With avocado toast sitting pretty on countless restaurant menus, and images of the never-to-grow-old pairing monopolizing Instagram, I am left wanting crusty bread slathered with fat every single day. I want it several times a day, and it cannot be made with just any old bread put through the toaster.
Without being heated to a crispy crust, the bread itself needs density and grain. It needs to be rustic, a little bit salty, seedy, and have hearty edges. In the absence of grit, it will never stand up to a generous heap of avocado mash, copious amounts of almond or grass-fed butter, or my personal favorite––a heavy drizzle of olive oil with fresh mashed garlic, and flaked sea salt.
The difficulty with satisfying my craving has been that when I snatch up a hearty loaf from the store, and even those from local artisan bakers, one or more slices going down (usually more) leaves me feeling heavy and lethargic. Experiencing these unpleasant feelings associated with something I love so much, is just too painful a reality to bear.
As such, I decided to forego the angst, and take bread making into my own hands––a much easier endeavor when kneading is not involved. Regardless, I still managed to recently throw away two batches before landing on this addictive winner. The first loaf I hucked in the trash tasted like hay sprinkled with baking soda, and the second…well I am not sure how or why, but it tasted like fish. Writing this, I literally just laughed out loud. My bread tasted like fish. It is funny I admit, and completely true.
Bearing that in mind, prepare to be wowed.
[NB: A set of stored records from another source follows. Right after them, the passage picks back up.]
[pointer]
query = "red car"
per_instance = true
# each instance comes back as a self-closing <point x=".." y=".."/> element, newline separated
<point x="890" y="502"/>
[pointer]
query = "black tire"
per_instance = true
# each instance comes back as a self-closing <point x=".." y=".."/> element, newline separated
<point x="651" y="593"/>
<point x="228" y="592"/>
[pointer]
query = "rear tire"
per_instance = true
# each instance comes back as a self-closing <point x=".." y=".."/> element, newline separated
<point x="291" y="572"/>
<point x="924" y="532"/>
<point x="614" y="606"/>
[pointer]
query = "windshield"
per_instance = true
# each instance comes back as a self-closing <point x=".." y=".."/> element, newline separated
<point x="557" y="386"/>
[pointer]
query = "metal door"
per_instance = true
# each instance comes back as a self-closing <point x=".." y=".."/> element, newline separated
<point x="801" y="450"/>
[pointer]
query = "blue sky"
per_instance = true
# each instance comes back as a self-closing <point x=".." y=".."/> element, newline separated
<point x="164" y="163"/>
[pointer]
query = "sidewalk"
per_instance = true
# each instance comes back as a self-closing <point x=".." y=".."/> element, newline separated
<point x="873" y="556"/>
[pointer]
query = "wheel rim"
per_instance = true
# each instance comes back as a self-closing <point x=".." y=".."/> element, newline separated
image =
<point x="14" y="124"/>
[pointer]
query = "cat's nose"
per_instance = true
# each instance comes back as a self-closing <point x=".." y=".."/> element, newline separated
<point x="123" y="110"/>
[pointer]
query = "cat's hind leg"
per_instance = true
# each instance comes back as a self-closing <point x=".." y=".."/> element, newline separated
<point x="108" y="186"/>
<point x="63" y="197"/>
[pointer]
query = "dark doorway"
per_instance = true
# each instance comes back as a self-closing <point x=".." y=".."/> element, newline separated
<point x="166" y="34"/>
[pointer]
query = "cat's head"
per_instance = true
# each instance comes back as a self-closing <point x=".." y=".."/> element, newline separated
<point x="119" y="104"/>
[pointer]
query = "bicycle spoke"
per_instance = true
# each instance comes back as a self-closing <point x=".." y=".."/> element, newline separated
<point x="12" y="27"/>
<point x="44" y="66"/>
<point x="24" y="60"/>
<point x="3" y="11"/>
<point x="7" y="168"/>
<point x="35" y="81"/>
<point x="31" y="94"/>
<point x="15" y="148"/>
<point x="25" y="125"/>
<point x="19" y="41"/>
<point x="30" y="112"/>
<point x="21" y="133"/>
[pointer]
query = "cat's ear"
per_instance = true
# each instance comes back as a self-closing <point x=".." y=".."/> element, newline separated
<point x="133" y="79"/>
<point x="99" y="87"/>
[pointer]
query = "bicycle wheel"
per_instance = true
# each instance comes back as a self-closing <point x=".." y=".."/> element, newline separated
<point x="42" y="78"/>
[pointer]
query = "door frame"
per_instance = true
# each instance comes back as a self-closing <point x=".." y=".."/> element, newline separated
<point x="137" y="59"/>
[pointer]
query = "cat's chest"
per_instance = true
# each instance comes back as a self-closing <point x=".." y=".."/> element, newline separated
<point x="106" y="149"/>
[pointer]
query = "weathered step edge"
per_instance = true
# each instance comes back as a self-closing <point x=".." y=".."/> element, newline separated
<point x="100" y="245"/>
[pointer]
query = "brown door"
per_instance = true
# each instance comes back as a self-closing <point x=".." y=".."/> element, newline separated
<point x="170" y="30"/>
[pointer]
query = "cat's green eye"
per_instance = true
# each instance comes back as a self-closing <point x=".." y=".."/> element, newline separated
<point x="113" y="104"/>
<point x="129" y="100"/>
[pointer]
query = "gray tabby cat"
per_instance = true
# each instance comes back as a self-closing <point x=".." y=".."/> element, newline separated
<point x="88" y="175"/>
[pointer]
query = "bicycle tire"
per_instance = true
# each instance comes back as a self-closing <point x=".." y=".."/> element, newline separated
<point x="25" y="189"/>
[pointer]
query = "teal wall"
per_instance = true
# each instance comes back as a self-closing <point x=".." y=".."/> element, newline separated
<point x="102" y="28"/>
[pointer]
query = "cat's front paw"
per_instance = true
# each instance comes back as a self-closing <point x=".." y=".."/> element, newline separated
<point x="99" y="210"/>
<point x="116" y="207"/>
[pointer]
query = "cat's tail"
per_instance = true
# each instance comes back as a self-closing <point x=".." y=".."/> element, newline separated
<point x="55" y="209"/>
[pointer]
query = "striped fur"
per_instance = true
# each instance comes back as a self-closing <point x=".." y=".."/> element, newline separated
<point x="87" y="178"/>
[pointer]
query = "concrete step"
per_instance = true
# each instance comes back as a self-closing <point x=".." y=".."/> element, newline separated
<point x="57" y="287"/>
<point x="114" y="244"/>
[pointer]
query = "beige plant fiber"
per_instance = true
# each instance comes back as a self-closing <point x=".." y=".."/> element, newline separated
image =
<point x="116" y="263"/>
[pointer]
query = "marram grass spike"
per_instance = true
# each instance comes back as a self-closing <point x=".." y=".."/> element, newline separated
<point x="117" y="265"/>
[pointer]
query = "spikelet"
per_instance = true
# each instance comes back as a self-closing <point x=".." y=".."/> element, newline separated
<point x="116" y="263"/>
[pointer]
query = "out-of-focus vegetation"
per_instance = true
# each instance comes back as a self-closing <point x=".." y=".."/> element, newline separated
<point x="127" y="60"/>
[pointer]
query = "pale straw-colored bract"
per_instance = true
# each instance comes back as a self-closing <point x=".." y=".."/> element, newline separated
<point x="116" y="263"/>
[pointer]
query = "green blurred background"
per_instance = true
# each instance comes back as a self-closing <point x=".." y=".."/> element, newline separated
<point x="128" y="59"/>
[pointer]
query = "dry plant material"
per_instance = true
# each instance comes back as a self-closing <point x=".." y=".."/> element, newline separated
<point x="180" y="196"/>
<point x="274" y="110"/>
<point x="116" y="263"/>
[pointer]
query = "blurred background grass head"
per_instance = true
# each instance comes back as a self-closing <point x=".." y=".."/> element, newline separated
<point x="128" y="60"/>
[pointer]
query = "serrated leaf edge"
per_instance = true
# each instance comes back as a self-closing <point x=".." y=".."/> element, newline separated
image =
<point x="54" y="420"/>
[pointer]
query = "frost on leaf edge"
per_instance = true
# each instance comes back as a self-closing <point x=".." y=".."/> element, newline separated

The recipe below is for a loaf of bread with all the aforementioned characteristics, and I am finding excuses to eat it with everything. Smoothie accompaniment, check. Avocado toast, check. With a cup of tea, check. With evening soup, yep. With butter, oh yah.
Now, I figured if I was going to task myself with making bread, I might as well ensure it is as nutrient-dense as possible. The whole point is to have it not only taste good, but leave me feeling good too. For me, that means the resulting bread has to be rich in fiber, protein, fat, and complex carbohydrates.
In the past I have worked with gluten-free flours such as coconut, buckwheat, and teff, and they ended up making the bread a little ‘too’ dense…a bit too chewy for my liking. In an attempt to appeal to vegans, I have also historically used binders such as psyllium husk. Frankly, such ingredients leave an unpleasant taste behind that I am cursed to be able to detect, so this recipe contains eggs.
The flour I selected to serve as the bread’s baseline is other worldly. It is made from finely ground tiger nuts, which are actually not nuts at all, but rather small root vegetables. Though existing on our planet for lifetimes, they have been made popular by Paleo devotees. I do not subscribe to the Paleo lifestyle, but will admit I am forever grateful for them harvesting and making tigernuts and flour accessible.
The flour is beyond stellar to bake with. It has just enough texture to be considered hearty, it is subtly sweet, and is rich in fiber and protein. And, to make gluten-free/paleo baking substitutions a cinch, it can be used cup for cup in place of any whole grain flour. Enjoy!
Tiger Nut and Seed Paleo Bread
Makes: (1) 9 x 11 loaf (approx. 18 slices)
1 cup raw sunflower seeds
1/2 cup raw hazelnuts
1 1/4 cup tiger nut flour
1/2 cup almond meal (aka almond flour)
1/2 cup flax meal (ground flax seeds)
1/2 cup raw pumpkinseeds
1 tablespoon chia seed powder
2 tablespoons raw sesame seeds
2 teaspoons sea salt
3 whole pastured eggs
1 tablespoon coconut oil, melted
1 tablespoon coconut nectar, runny honey, or maple syrup
1/2 cup filtered water
Using a spice grinder or Vitamix, pulse the hazelnuts, and 3/4 cup of the sunflower seeds until finely ground. Transfer to a large mixing bowl.
Add remaining 1/4 cup sunflower seeds, tiger nut flour, almond meal, flax meal, pumpkinseeds, chia seed powder, sesame seeds, and sea salt to bowl. Stir to combine.
Whisk eggs, and then fold into dry ingredients. Add coconut oil, liquid sweetener, and filtered water. Stir to incorporate, and mix thoroughly.
Let the dough stand for fifteen minutes at room temperature. Meanwhile, heat oven to 350 degrees. Line a 9 x 11 bread pan with parchment paper. Once fifteen minutes has passed, spoon dough into pan, evening out the top with a spatula or frosting knife. Place in the oven on middle rack. Bake for forty minutes, or until a knife comes out clean after piercing the center of the loaf.
Let rest on a cooling rack for thirty-minutes to one hour before removing from pan and slicing into 3/8-inch slices. Enjoy often with your favorite spreads, jams, butters, beans and vegetable mash.